Но доктор, обладавший буравящим зрением беркута и известный в определённых правосудием кругах под кличкой Хулио Сползатти, видел пациентов насквозь. Недаром женщины любили его за валютные операции на спине. Он интерпретировал моё  сносное отношение к экзальтированной личности по-своему эгоистично. Его охватило огненное чувство подбитого танка, безгранатно откинувшего ползучие зелёные гусеницы с дрожащими антенками на фронтоне, а ведь ему пророчили карьеру отоларинголога, потому что он лучше других расчищал завалы серы в ушах, а для стечения обстоятельств использовал специальный подсов.
– Вот видите, для этой цели стоит купить фирменные часы, хронометрирующие минуты славы, – отметил Пепелюкин – и организатор товарищества «Без чувства локтя ни в какую, а в избранную – никуда». – Вы насладитесь редкими мгновениями, поскольку чирканье спичек ассоциируется с чириканьем воробьёв. На съезде орнитологов района глухонемых «Заречье» вас непременно примут за важную птицу, а это не менее важно, чем домашние задания для бездомного ребёнка, выстраивающего стройные теории, а затем взламывающего их, вследствие чего неизвестно откуда выуживающего, что коннотация – разновидность ипподрома.
– Что вы, я ни на йоту не сомневаюсь, что везучие люди живут на Везувии в спасательном кругу знакомых! Моё отношение к вам как к узкому специалисту выше всяких похвал! Не сомневаюсь, что когда-то вам, профессор, дали по тыкве и семечки посыпались. Должен признаться, что иногда мне снятся несобранные палестинские беженцы, осваивающие санный сталинский путь от радиоактивного Челябинска до замороженного Иркутска, – испуганно воскликнул я сдержанным под усы сиплым волосом, боясь, что ледышка моего тупеющего повествования, оттачивающего слово, превратится в воду.
– И на том спасибо, – благодарно кивнул Пепелюкин, чесоточно пошевелив пальцами ног, комфортно заключённых в западногерманских туфлях «Саламандра». – А вы, случаем, не жалуетесь на зрение, ухудшившееся в лучшую сторону? Подозреваю, что ваше титаническое здоровье налегавшего на спиртное, в достаточной степени подорвано аскорбиновой кислотой необоснованных оскорблений. Учитывая моё снисходительное отношение к осыпающимся мотылькам, танцующим вокруг природного огня забаррикадированных промежностей, торжественно обещаю не пользоваться цыганской иглой. Но я то знаю себя немного лучше и поэтому передаю ему бумагу, на которой изложено моё отношение к забору крови и флеботомистам в частности, учитывая, что счастливые поэтами не становятся.

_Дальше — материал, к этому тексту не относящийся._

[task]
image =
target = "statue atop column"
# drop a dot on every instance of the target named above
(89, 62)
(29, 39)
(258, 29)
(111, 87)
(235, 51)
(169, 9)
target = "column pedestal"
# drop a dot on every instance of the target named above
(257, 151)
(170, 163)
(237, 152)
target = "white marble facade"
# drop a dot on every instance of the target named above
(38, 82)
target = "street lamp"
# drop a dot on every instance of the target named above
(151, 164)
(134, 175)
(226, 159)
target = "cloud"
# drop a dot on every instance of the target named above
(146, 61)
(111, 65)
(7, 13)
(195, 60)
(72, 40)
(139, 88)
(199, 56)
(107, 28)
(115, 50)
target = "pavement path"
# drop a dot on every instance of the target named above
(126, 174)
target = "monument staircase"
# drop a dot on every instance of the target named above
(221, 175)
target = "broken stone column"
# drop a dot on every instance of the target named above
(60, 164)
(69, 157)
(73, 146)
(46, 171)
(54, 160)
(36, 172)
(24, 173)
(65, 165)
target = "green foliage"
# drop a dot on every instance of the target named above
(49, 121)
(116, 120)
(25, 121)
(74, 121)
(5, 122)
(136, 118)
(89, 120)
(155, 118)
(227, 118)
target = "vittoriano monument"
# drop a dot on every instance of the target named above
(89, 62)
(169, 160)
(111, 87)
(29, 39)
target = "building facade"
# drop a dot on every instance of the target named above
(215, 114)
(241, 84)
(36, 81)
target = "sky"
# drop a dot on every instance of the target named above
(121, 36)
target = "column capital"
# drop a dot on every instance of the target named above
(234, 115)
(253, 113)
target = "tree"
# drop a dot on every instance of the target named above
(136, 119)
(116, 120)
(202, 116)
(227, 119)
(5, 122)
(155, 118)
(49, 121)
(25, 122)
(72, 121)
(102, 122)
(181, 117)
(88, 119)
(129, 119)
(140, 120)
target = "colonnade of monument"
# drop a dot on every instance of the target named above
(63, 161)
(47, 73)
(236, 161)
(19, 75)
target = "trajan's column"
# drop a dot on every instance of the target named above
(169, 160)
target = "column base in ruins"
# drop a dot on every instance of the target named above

Мой приём не обходится без проблем,
когда с флеботомистом остаюсь визави.
У меня не находят поверхностных вен –
трагедийная сцена с забором крови.

Нападает безвыходная тоска,
если в белом халате подходят ко мне
по-садистски вену на сгибе искать
локтевом, и удавкой насильно давлеть.

Кружит в вальсе больничном моя голова.
С человечеством связи надолго порвав,
я едва различаю приказные слова,
– А теперь засучите повыше рукав!

Непременно предложит поработать рукой,
фамильярно по венам хлопнет шлепком,
чтобы не церемониться долго со мной
заклинанье прошамкает скомканым ртом.

Я почти бездыханный на стуле сижу,
над локтём запитонил прижимистый жгут.
Я, конечно, потом правду-матку скажу,
что кинжалил меня, словно Цезаря Брут.

Мне от дикого зрелища мутнеет в глазах
Сердце-выскочка хочет пуститься бежать,
– слишком тонкие вены, я предупреждал,
нестерпимые боли, бабе легче рожать.

Про себя обзываю его полецом –
колет гибкой иголкой пятнадцатый раз.
Вызывает фобию человек со шприцом,
лучше б в Африке лёг под меня дикобраз.

Это ж кровопролитие – губы в кровь искусал,
как зовут меня – в обмороке позабыл,
чуть поглубже вздохнул и в приёмной упал.
Он забрал образец – кровь из нижней губы.

Чувствую, будто в качке на борту корабля,
с синяками исколотый лежу на полу,
как король в рокировке хожу под себя,
побывав с полчаса в нестерпимом аду

И затем сутки я пребываю во тьме,
кучу всяких претензий предъявляя родителям,
чтоб при жизни наследство отписали бы мне.
Странно... а комарам отношусь снисходительно.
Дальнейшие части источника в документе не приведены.